The impact of the consequences of a certain ontology evolution, both on the conceptual and instance level, should be calculated. Deployment of ontologies in applications typically comes down to committing [Guarino, 1998Meersman, 2001] or mapping the applications information assets (such as data schemas) to the ontological model. Any change in the ontology might break thus the integrity of this commitment.

For example, if the ontology has undergone an evolution process, impact analysis means to detect that the semantics of the web services are broken, and that the existing service clients may now be getting answers that are interpreted wrongly. Requirement R9 tackles this problem.

Further, there is a need to calculate the impact of the consequence in case of change cascades. If ontology A is included in another ontology B, then there may be consequences for B if A is revised.

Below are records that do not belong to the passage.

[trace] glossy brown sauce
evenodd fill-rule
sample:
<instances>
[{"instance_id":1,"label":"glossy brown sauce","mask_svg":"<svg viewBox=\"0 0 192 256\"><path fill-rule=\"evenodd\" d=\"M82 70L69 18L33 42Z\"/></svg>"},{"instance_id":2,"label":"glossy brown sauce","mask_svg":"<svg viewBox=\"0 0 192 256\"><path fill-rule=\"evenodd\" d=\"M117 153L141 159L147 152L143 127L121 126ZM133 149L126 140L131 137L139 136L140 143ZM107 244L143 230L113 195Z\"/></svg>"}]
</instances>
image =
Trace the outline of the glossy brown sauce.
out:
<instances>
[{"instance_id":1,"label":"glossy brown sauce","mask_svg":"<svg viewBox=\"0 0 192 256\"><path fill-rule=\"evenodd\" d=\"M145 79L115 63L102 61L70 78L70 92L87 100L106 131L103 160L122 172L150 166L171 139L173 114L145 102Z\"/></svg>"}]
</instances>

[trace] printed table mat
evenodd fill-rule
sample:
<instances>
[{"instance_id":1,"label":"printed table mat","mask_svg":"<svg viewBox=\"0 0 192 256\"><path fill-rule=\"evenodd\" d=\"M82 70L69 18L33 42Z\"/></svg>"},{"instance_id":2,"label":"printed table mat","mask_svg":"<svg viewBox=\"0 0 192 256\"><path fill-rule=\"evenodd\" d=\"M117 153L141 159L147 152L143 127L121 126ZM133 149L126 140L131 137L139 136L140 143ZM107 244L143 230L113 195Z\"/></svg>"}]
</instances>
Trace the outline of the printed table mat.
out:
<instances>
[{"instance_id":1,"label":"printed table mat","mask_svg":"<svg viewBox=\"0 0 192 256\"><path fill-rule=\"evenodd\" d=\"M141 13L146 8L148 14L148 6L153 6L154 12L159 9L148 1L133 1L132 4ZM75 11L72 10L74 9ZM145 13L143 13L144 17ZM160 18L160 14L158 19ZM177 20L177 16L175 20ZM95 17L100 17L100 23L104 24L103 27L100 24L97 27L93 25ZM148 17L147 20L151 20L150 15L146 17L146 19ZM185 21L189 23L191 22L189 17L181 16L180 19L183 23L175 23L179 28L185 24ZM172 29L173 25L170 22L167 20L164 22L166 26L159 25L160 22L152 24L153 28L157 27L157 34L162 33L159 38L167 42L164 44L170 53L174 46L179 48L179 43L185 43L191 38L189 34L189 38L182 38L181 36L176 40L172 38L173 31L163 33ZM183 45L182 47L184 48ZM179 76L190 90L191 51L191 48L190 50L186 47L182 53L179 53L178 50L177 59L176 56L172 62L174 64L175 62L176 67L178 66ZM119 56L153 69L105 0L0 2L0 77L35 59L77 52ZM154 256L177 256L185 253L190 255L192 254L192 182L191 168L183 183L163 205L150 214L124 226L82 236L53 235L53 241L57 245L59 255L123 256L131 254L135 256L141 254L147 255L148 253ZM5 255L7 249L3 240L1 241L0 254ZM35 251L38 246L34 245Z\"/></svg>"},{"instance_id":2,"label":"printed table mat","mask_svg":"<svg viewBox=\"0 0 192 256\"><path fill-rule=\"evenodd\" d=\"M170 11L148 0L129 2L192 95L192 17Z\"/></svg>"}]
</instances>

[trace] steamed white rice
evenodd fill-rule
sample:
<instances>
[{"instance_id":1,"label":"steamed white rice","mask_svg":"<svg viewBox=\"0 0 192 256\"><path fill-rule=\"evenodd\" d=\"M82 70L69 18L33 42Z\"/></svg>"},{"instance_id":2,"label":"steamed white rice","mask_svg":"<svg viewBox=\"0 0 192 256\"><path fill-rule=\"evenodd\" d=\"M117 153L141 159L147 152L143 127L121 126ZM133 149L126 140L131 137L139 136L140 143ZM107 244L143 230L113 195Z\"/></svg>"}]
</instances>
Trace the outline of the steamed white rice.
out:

Note that impact analysis only analyses the possible impact, and informs the engineer. It does not solve any of the problems it detected.

Distributed Environment Support

Ontology construction and deployment is an extensive task which is typically tackled by multiple teams of knowledge engineers and/or domain experts. They work concurrently on the same or different parts of the ontology, and regularly synchronisations are needed, resulting in frequently generated stable versions.

Interface Requirements

This subsection specifies the essential client-side requirements. Much of it is based on the ideas in [De Leenheer, 2004] and [todo - Stojanovic, 2002].

Version Browser

A graphical version space (according to Requirement R3) browser providing a convenient view on all first-class citizens (being ontologies and their inter-relationships) stored in the server. Further, a zoom-feature on all first-class citizens enabling:

  • zooming on an ontology label in the version space returns the specification of the ontology in an appropriate representation or language;
  • zooming on an inter-relationship provides detailed information on the associated transformation (Requirement R7) and meta-information (Requirement R6).

Transformation Editor

The engineer needs an editor where can evolve ontologies in 2 ways:

  1. either he knows precisely how to change the ontology: he can define the transformation syntactically;
  2. either he does not know exactly how to change the ontology, but has a perfect idea of how the resulting ontology should look like: based on aimed result, the tool can try to generate the transformation for him.

Notification Agent

The tool needs an agent to manage and broadcast messages and notifications to the users. E.g., when an engineer has committed a transformation, the notification agent is responsible for notifying possible implications such as cascading changes, and forced roll-backs as illustrated in Requirement R8.

Implementation Priority List

For the implementation we have distinguished the following phases:

  • Version 0: until Dec 2004
  • Version 1: between Jan 2005 and Jun 2005
  • Version 2: between Jul 2005 and Dec 2005
  • Version 3: between Jan 2006 and Jun 2006

The Xs indicate in which phase which requirement is being initially tackled.

Req ID Versioning Requirement Version 0 Version 1 Version 2 Version 3 Priority
R1 Interoperability/Compatibility X (affects all implementation)
R2 Genericity X (affects all implementation)
R4 Versioning Strategy X HIGHEST
R5 Version Identification X HIGHEST
R6 Additional Meta Information X HIGH
R3 Version Space Representation X HIGHEST
R13 GUI Version Browser X HIGHEST
R7 Formal Transformation Specification X HIGHEST
R14 GUI Transformation Editor X HIGH
R10 Difference Analysis X HIGHEST
R9 Propagation of Changes X HIGH
R8 Version Validation Control X MEDIUM
R11 Impact Analysis X HIGH
R15 GUI Notification Agent X HIGH
R12 Distributed Environment Support X LOW

Acknowledgement

The work is funded by the European Commission under the projects DIP, Knowledge Web, Ontoweb, SEKT, SWWS, Esperonto and h-TechSight; by Science Foundation Ireland under the DERI-Lion project; and by the Vienna city government under the CoOperate programme.

The authors would like to thank to all the members of the OMWG working group for their advices and inputs to this document.